Elevated error rates on Chat API
Incident Report for getstream.io
Postmortem

We have completed the post mortem for the December 9th incident. As the founder and CEO of Stream I’d like to apologize to all of our customers impacted by this issue. Stream powers activity feeds and chat for a billion end users, and we recognize that our customers operating in important sectors, such as healthcare, education, finance, and social apps, rely on our technology. As such, we have a responsibility to ensure that these systems are always available. 

Stability and performance is the cornerstone of what makes a hosted API like Stream work. Over the last 5 years it’s been extremely rare for us to have stability issues. Our team spends a significant amount of time and resources to ensure that we keep up our good stability track record. On December 9th, however, we made some significant mistakes, and we need to learn from that, as a team, and do better in the future.

The Outage

A rolling deployment between 11:28 GTM & 14:38 GMT was made to chat shards in US-east and Singapore regions. The code contained an issue with our Raft-based replication system, causing 66% of message events to not be delivered. Messages were still stored and retrievable via the API. The event replay endpoint also still returned messages. At 17:00 GMT the issue was identified and the code was rolled back, resolving the issue for all shards by 17:38 GMT. While the end user impact on the chat experience depends on the SDK, the offline storage integration, and the API region, for most apps, this meant a very significant disruption to the chat functionality.

What Went Wrong

As with any significant downtime event, it was a combination of problems that caused this outage. 

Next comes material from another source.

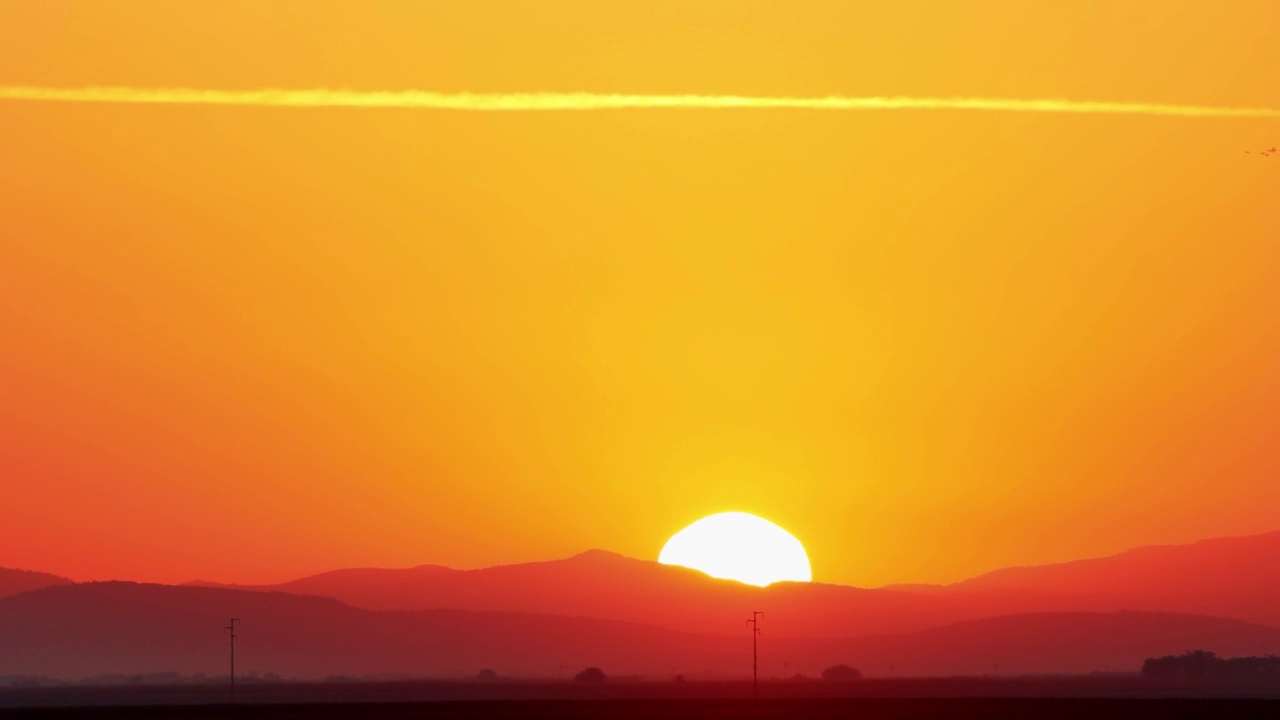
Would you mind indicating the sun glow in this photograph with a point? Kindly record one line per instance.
(739, 546)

  1. The issue with the broken code should have been caught during our review process.
  2. The QA process should have identified this issue. Unfortunately tests were run on a single node setup and did not capture the bug.
  3. The issue with the reduced message events should have been visible during the rolling deploy.
  4. Monitoring and alerting should have picked up the issue before our customers reported it.

Resolution 1 - Monitoring

The biggest and most glaring issue here is the monitoring. While we do have extensive monitoring and alerting in place, we did not have one that captured message propagation. The team is introducing monitoring to track message delivery and adding alerting rules.

Resolution 2 - QA

The second issue is that our extensive QA test suite didn’t catch this issue, since it only occurred when running Stream in a multi cluster environment. We are updating our QA process to run in a cluster environment, so that it more closely resembles production systems. 

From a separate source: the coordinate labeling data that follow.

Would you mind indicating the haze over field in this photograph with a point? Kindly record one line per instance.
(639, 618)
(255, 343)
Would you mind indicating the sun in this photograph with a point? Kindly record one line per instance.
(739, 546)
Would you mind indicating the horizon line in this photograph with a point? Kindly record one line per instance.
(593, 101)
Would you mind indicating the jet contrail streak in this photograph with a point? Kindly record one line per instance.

Resolution 3 - Heartbeat Monitoring

The previous two resolutions would have been enough to avoid this incident or reduce it to a very minor incident. With that being said, Chat API is a complex system and we think that more end-to-end testing will make issues easier to notice. For this reason we are also going to introduce canary-like testing so that we can detect failures at client-side level as well.

Non-Technical Factors

Stream has been growing extremely rapidly over the last year. Our team grew from 31 to 93 in the last 12 months. The chat API usage has been growing even faster than that. Keeping up to this level of growth requires constant changes to processes and operations like monitoring and deployment. This is something we have to reflect on as a team and do better.

Conclusion

Performance and stability is one of our key focus areas and something we spend a significant part of our engineering efforts on. Yesterday we let our customers down. For that, Tommaso and I would like to apologize. The entire team at Stream will strive to do better in the future.

Posted Dec 10, 2020 - 20:37 UTC

Resolved
This incident has been resolved.
Posted Dec 09, 2020 - 17:43 UTC
Identified
We identified an issue with Chat API that caused some messages to not being delivered via Websockets. The problem is already resolved for most applications, and the remediation should be completed for all apps shortly.
Posted Dec 09, 2020 - 17:20 UTC
Investigating
We are currently investigating an increase of errors on Chat API
Posted Dec 09, 2020 - 16:59 UTC
This incident affected: US-East (Chat - API).